If you’re going to say “well, you can have all the kids you want, but they don’t get rights of citizenship until they reach the age of majority” or until some arbitrary requirement is met, you restrict the mobility of family (can’t take a kid who isn’t a citizen of anywhere and therefore can’t get a passport out of the country) and create a very difficult situation should there be involvement with any kind of government services.
It’s not so much a preference as the reality of existence. People are going to have children. Children are people, people must have citizenship somewhere.
Now, should there be better routes to naturalization? Absolutely. Do we wrongly prioritize the needs of business in immigration questions, while ignoring completely the breadth of human relationships, especially in the modern era? Yes, we do. But conflating the fact of birthright citizenship with the limitations on naturalization seems to be presuming that those limitations wouldn’t exist or could be loosened if only birthright citizenship were limited. And that’s leading us down a very ugly path.

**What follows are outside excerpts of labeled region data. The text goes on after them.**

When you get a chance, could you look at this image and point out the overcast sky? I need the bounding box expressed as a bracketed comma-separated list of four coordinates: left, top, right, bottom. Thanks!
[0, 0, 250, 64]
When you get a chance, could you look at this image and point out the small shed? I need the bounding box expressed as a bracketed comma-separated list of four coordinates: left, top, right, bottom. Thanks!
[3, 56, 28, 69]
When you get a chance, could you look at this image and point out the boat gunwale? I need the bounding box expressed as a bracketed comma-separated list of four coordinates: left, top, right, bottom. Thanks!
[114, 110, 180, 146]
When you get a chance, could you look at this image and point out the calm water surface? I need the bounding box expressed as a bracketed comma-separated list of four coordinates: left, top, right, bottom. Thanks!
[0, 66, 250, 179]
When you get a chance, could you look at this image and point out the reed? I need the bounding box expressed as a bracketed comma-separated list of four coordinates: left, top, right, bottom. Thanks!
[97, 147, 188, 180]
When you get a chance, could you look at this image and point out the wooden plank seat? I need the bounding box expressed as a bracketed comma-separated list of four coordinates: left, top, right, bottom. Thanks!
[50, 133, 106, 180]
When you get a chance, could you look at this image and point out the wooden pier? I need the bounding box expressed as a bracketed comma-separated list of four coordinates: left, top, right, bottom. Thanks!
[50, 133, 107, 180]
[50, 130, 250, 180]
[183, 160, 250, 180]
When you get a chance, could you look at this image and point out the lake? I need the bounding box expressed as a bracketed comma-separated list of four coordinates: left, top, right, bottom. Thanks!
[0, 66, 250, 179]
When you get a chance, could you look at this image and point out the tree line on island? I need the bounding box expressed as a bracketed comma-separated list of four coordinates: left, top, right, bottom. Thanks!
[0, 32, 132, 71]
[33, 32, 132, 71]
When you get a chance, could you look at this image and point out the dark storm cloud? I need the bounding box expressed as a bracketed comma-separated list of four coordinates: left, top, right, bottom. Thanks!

as for adults, if you’re married to the person, it’s 3 years from Marriage to naturalization. I don’t think you can rationally ask for less than that - it takes at least a nominal amount of time for someone to become integrated and shed the vestiges of their prior foreign life. And it’s not really hoops - it’s filling out 4 forms in total and paying some money. Which is a heck of a lot easier than dealing with the Terrible Twos and bratty kids.
no, we don’t. sorry, getting your third cousin twice removed into this country isn’t a pressing national need, and it’s not vital to the emotional well-being of the immigrant, either.
But this flies in the face of the “anchor baby” provision. Children of parents who have the most tenuous of connections to the US are citizens depite the intimacy of the connection between them and their foreign-in-all-but-location parents.
Those children are not citizens on the basis of an intimate personal connection with a US citizen, but on the basis of having been born within the territory of the US.
Again, this conferring citizenship on all those born in the US is a choice made by the people of the US. The relevant relationship there is not the relationship with the parents, but the relationship with the wider community in which the child is (likely to be) raised.
You could rationally defend a citizenship law which says that citizenship is not granted purely on the basis of birth within a particular country, or that citizenship so granted is liable to be forfeit if the child isn’t raised in that country.
You can’t adopt an adult for the purposes of immigration, even if that adult is not legally competent and requires a guardian.
It can be a pressing family need. The current familial designations for immigration presume a very American perspective on what makes up immediate family. It’s culturally tone deaf, at the very least.
I think the guiding principle is looking at the alternatives. A child born in the United States has no alternative claim to citizenship. If he’s not an American citizen, he’s stateless.
A person in another country presumedly has some other citizenship already. Placing a higher standard of acquiring American citizenship on him does not create the same burden that it would place on somebody who has no other citizenship.
That would only apply if the child was a foundling, otherwise the child would always have derivative citizenship through her parents. Many (most?) counties don’t automatically grant citizenship to people born in their country.
Yes, but the complaint in the OP was that anyone can crank out a kid, and that kid is a citizen just because his parents were citizens. If the kid born in the US to US citizen parents isn’t granted citizenship, then he’s stateless.